Having been a Justice of the Peace back in the 90s and having retained the privilege of marrying couples, I have done probably 100+ ceremonies, a couple dozen for Northwood grads and faculty. The venue for this affair, Loseley Park in Guildford, was among the most spectacular I have seen: an old English manor house situated on a 1,400-acre estate. The wedding took place in ”The Walled Garden”, two- and-one-half exquisite acres highlighted by its more than a thousand precisely clipped rose bushes.  The script for the ceremony was a collaboration between Danny, Siobahn and me, and included some wonderful readings and recollections by the couple’s friends and family. Happily, my pronounced Boston accent didn’t put a damper on the celebration. 

At the reception, it was a pleasure to see Danny’s classmate, Tom Mills, also a Brit, who is now living in Salem, Massachusetts with his charming wife, Alyssa. I also got to chat with some of Danny’s buddies from England and Siena College, with whom I had golfed or grabbed a meal, in either London or Placid 

In the two days before the wedding, I stayed with Sam Clelland ’15 in Islington. Sam works for Deloitte in London; coincidentally, Danny will be joining that firm in September. When were weren’t dining out, we caught up on episodes of my favorite English situation comedy, Friday Night Dinner. If you are looking for a book about the New York Times, Sam, it may have slipped into my suitcase. 
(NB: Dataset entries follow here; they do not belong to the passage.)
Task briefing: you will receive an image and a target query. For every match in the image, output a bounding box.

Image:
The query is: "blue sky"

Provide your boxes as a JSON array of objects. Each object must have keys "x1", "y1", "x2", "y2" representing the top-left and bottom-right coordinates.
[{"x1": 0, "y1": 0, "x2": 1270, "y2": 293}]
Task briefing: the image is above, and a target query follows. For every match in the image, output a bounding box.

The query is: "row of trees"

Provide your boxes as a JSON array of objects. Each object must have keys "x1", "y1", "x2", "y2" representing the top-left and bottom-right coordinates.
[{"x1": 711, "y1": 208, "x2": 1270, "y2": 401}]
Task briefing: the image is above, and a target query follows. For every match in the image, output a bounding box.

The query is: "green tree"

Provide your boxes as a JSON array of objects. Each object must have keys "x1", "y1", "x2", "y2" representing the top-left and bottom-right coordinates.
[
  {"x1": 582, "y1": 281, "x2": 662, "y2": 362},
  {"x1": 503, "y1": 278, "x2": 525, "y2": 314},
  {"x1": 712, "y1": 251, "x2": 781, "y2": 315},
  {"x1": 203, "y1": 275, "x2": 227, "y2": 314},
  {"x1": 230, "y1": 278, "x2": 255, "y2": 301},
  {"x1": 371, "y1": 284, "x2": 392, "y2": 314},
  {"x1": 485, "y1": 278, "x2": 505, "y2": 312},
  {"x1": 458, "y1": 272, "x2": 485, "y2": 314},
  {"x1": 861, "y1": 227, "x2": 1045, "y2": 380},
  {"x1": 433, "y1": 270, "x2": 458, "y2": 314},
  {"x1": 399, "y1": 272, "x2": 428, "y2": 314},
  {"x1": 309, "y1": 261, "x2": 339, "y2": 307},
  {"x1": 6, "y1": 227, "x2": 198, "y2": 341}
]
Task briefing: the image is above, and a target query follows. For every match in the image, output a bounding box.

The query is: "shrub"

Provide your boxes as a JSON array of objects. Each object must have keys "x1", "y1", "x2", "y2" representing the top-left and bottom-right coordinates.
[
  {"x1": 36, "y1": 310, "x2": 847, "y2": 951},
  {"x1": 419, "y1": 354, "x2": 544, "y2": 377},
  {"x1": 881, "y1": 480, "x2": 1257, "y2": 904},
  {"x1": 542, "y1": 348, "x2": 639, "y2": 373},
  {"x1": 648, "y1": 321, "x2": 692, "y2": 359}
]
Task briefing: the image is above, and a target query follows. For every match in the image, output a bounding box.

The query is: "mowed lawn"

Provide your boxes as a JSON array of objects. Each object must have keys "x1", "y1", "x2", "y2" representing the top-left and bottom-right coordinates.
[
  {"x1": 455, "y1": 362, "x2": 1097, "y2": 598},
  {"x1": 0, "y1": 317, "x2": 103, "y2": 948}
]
All in all, it was a smashing time, as they say in the UK. One highlight was an animated conversation about Trump with a highly educated Polish cabbie (MA in history) whose wife happens to be in the office of alumni affairs at The London School of Economics. The lowlight was the drunken couple next to me on the fight from Reykjavik to Boston. The last ten minutes of the flight was punctuated by the piercing screams of the wife as she excoriated her husband loudly enough in an impenetrable accent to draw the attention of passengers in first class, a fair distance from our seats in “economy light.”  An odd conclusion to an otherwise brilliant trip.